You may recall the story of a homeless couple, Greg Dunston and Marie Mckinzie, who last year were taken in by a wealthy Piedmont homeowner who offered them his empty in-law unit to stay in for free. Coincidentally — and in a twist that is indicative of inter-generational cycles of poverty and homelessness — Mckinzie is the mother of Dominique Walker, the homeless mother at the center of the Moms 4 Housing protest that just ended last month.
"I'm proud of her," Mckinzie says in a follow-up interview with the Chronicle this weekend. "A lot of people need housing."
Mckinzie, 54, and Dunston, 61, were the subject of a January 2019 profile by the Chronicle's Oakland columnist Otis R. Taylor, Jr. Both are aging on the streets, mostly unable to work due to, in Dunston's case, an injury, and in Mckinzie's case, scoliosis and blurry vision. They were living on food stamps and Dunston's disability income, sleeping in the doorway of the Alameda County Probation Office building, and unable to find permanent housing they could afford after Mckinzie's own disability case was denied.
Businessman Terrence McGrath, who owns a $4 million home in the tony enclave of Piedmont — an independent township surrounded on all sides by Oakland — read the profile and decided to do his part to get the couple off the streets. At 61, he perhaps related to the couple, and he said at the time, "I cannot avoid the responsibility I have to life around me. I have a personal obligation to take responsibility when I see injustices. And to me, this is a clear injustice."
After a year in their donated abode, Mckinzie and Dunston remain out of work, and as they tell the Chronicle, their federal supplemental security income has actually gone down because of their living situation — and the fact that they're not paying rent. They apparently had a small conflict with McGrath over the cleanliness of the carpet in the in-law unit, but mostly they've lived there quietly and McGrath, whose children have grown up and left home, is traveling for business.
A homeless couple in Oakland moved into a $4M Piedmont home. They didn’t know if they’d be staying for a few weeks or a few months. A year has passed and tensions have flared.https://t.co/WwsaWDpXCY— San Francisco Chronicle (@sfchronicle) February 8, 2020
There were, as noted last May, a few calls to police from the mostly white, upper-middle-class neighborhood about the two black people they kept seeing, but it sounds like the neighbors have calmed down and figured out that these people are living there.
McGrath says that having his guests on the property this year has taught him not to leap to any easy conclusions about homelessness. "I know less about this issue today than I thought I did 10 months ago,” he tells the Chronicle. “I’m convinced that, at the very minimum, it’s a public-private partnership, and that it actually may be a private responsibility. Because clearly, the agency services that have been provided to this population are failing." McGrath also pledges to keep Mckinzie and Dunston housed, even it means subsidizing a new apartment for them if and when he sells the Piedmont property.

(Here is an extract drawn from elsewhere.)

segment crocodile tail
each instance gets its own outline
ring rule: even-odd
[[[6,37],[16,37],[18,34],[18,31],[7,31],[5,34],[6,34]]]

But the detail about Mckinzie being Walker's mother is kind of shocking. "Let that sink in," Taylor writes. "In Oakland, generations of black families are struggling to stay off the streets."
According to Mckinzie, 34-year-old Walker and her children are now staying with Mckinzie's other daughter in West Oakland. And that vacant home on Magnolia Street may end up being inhabited by one or more of the women who were squatting there between November and January. As we learned a few weeks ago, the real estate investment firm that bought the home agreed to sell it for market value to the Oakland Community Land Trust, though the next steps for the house remain unclear.